During this morning’s 4th quarter earnings call, Sprint CEO Dan Hesse spoke on the issue of handset financing and how it would affect Sprint going forward. Hesse stated that Sprint had no immediate plans to move to handset financing, but that the company was studying how its competitor in T-Mobile would fare with the initiative.
Compared to the conventional model for handset subsidies, where a carrier would typically purchase handsets from a manufacturer and then heavily subsidize pricing in order to draw new customers with long-term agreements, the idea behind handset financing puts more of the handset cost in the customer’s hands and in exchange the carrier lowers the monthly rate for the customer to reflect paying the increased cost of the handset, which is the most common sales model outside of North America for both handsets and service.
As T-Mobile began the calendar year abandoning traditional handset subsidies in favor of a handset financing model common to the rest of the world in order to be able to offer Apple’s stable of mobile products without putting the carrier at a serious financial risk, the carrier has yet to complete a full quarter in order for the rest of the industry to see whether the change to the down payment model of handset purchases going forward is a net positive or negative for the carrier.
Should T-Mobile be successful with its attempt to introduce the upfront financing model for handsets with all of its service plans, Hesse stated that Sprint could quickly transition to such a sales model and many analysts are already reacting positively to the statement, despite the stock’s early morning drop.
The possibility for the move to handset financing is being seen as the best way for Sprint to reduce its liabilities in attracting new customers by relying on deeper than normal subsidies for handsets and addressing the issue of its expensive iPhone purchase agreement, an agreement that has helped reach new levels of revenue in terms of new subscriber volume, but is still affecting its overall profitability, despite activating over 2 million iPhones in the 4th quarter and beating market estimates for losses on increased profits.
As Sprint still took on losses from Nextel defections from the network shutdown and Hurricane Sandy damage, the carrier still managed to post a loss for the quarter, though the loss was slightly narrower than expected.
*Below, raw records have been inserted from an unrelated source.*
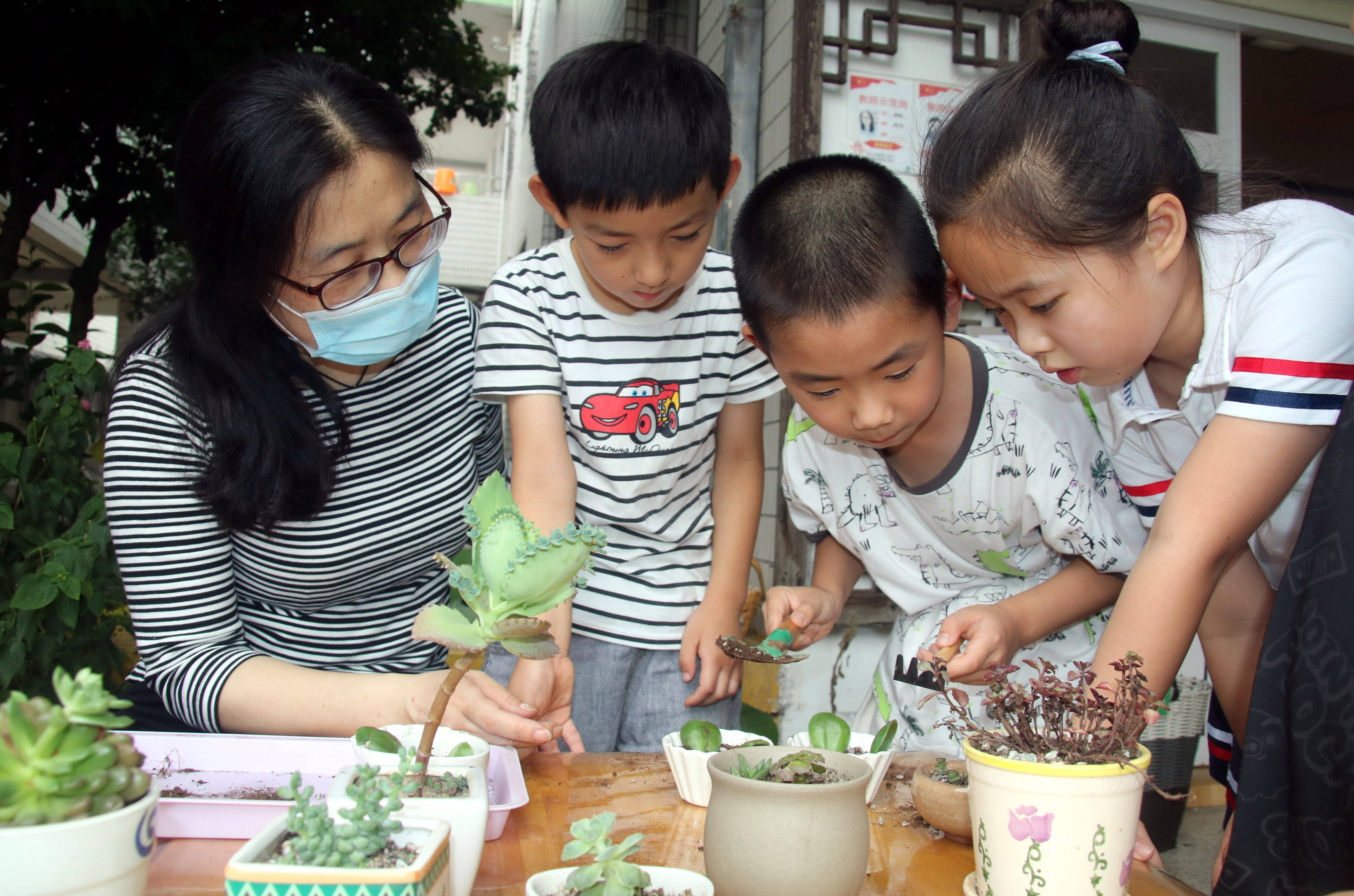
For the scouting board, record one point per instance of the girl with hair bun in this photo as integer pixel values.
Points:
(1214, 350)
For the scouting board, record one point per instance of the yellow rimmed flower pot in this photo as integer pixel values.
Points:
(1046, 827)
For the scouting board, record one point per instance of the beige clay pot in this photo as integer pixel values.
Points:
(787, 840)
(944, 806)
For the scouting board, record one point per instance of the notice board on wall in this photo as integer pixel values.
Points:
(889, 120)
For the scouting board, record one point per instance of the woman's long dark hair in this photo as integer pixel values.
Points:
(1063, 152)
(252, 155)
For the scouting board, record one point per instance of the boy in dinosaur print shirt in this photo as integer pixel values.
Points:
(971, 486)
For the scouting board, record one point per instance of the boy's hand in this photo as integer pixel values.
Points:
(814, 610)
(721, 675)
(993, 637)
(549, 687)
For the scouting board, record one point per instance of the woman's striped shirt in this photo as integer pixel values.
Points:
(338, 592)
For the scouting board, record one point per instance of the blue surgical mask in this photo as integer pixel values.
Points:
(375, 327)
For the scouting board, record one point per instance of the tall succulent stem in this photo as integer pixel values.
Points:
(439, 707)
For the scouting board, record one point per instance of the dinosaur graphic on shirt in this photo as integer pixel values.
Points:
(932, 568)
(981, 520)
(825, 499)
(998, 434)
(866, 499)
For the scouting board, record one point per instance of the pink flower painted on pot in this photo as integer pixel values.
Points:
(1026, 824)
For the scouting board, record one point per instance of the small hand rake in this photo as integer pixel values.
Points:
(925, 679)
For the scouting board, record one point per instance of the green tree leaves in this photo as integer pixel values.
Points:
(60, 592)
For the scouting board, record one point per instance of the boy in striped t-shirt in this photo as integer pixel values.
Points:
(633, 400)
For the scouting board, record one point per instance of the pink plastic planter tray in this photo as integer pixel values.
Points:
(224, 764)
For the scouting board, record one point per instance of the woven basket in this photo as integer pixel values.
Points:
(1173, 741)
(1187, 717)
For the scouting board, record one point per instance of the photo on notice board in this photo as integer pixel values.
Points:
(889, 118)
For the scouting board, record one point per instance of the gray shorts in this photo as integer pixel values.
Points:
(626, 699)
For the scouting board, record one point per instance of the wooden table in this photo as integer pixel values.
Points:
(638, 788)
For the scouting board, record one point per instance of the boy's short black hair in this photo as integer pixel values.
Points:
(626, 124)
(825, 236)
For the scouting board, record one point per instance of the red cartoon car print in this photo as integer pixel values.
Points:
(640, 409)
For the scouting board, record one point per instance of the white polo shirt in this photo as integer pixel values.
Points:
(1279, 346)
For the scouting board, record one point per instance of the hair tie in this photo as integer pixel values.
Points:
(1097, 55)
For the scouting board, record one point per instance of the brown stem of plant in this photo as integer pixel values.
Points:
(439, 707)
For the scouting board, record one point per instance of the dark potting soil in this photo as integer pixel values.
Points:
(389, 857)
(832, 776)
(430, 790)
(233, 794)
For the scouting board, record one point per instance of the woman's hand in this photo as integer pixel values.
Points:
(549, 687)
(813, 608)
(484, 708)
(992, 634)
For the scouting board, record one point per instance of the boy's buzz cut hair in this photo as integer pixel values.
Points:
(826, 236)
(625, 124)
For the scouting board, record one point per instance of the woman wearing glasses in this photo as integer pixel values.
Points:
(294, 439)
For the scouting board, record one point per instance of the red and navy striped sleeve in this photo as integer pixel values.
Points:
(1288, 392)
(1294, 356)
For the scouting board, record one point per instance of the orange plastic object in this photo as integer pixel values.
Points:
(445, 180)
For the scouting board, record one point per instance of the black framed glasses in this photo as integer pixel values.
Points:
(358, 281)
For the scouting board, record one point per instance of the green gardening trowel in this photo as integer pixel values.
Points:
(769, 651)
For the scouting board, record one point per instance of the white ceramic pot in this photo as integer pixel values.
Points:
(465, 815)
(690, 765)
(1062, 830)
(674, 880)
(443, 744)
(247, 875)
(878, 762)
(102, 856)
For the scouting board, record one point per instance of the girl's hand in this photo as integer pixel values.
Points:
(482, 707)
(814, 610)
(1146, 852)
(992, 634)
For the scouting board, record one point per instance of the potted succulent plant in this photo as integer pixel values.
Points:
(810, 805)
(515, 574)
(611, 875)
(450, 749)
(940, 794)
(1055, 791)
(70, 787)
(688, 752)
(309, 850)
(829, 731)
(460, 798)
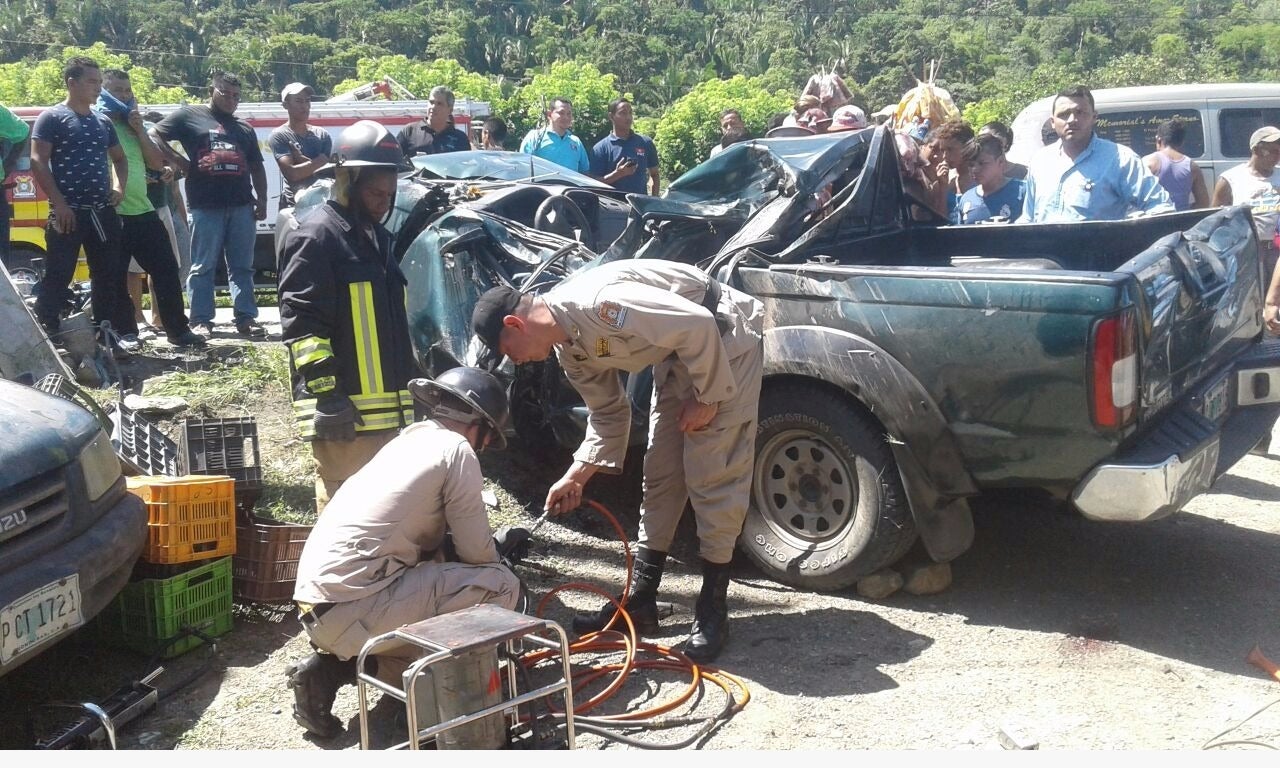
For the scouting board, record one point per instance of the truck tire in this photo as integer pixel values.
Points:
(827, 502)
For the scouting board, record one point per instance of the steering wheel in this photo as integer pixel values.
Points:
(567, 218)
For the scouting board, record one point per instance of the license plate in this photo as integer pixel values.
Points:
(1214, 405)
(40, 616)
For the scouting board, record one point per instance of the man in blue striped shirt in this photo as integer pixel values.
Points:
(558, 144)
(1086, 178)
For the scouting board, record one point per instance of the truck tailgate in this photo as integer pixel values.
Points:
(1200, 305)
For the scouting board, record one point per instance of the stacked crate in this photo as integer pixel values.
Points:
(265, 566)
(266, 552)
(224, 447)
(183, 580)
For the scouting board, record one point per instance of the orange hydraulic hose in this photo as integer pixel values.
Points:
(613, 639)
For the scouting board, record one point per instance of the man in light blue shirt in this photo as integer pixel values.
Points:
(557, 144)
(1086, 178)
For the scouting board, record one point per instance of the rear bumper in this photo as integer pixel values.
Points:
(1188, 449)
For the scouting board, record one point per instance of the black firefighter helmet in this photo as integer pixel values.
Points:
(366, 144)
(475, 387)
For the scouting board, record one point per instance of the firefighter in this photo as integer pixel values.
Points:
(342, 314)
(379, 560)
(704, 343)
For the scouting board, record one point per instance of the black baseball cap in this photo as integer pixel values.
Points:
(490, 309)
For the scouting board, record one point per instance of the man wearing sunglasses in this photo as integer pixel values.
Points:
(227, 193)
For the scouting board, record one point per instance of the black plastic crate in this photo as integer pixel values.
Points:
(223, 447)
(141, 444)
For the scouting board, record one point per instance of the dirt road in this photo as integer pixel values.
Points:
(1066, 634)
When the deal with SoftBank is completed later this quarter, both sides will be looking at ways to narrow their losses and handset financing may be the most drastic method to do just that.
However, for it to work for Sprint, it must take advantage of its own unique qualities instead of just following T-Mobile’s lead and implementation of the sales model. It can work, so long as Sprint uses common sense, and that’s something Sprint needs more of in its current state to break out of its years long doldrums against AT&T and Verizon.
Sprint also updated investors on its LTE buildout with the latest coverage target of 200 million people to fall in line with current estimates and expects it to be reached by the end up the year into the first half of next year, while it expects to be “competitive” with AT&T and Verizon by the middle of this year, though it offered no specifics on what that meant in terms of hard coverage numbers.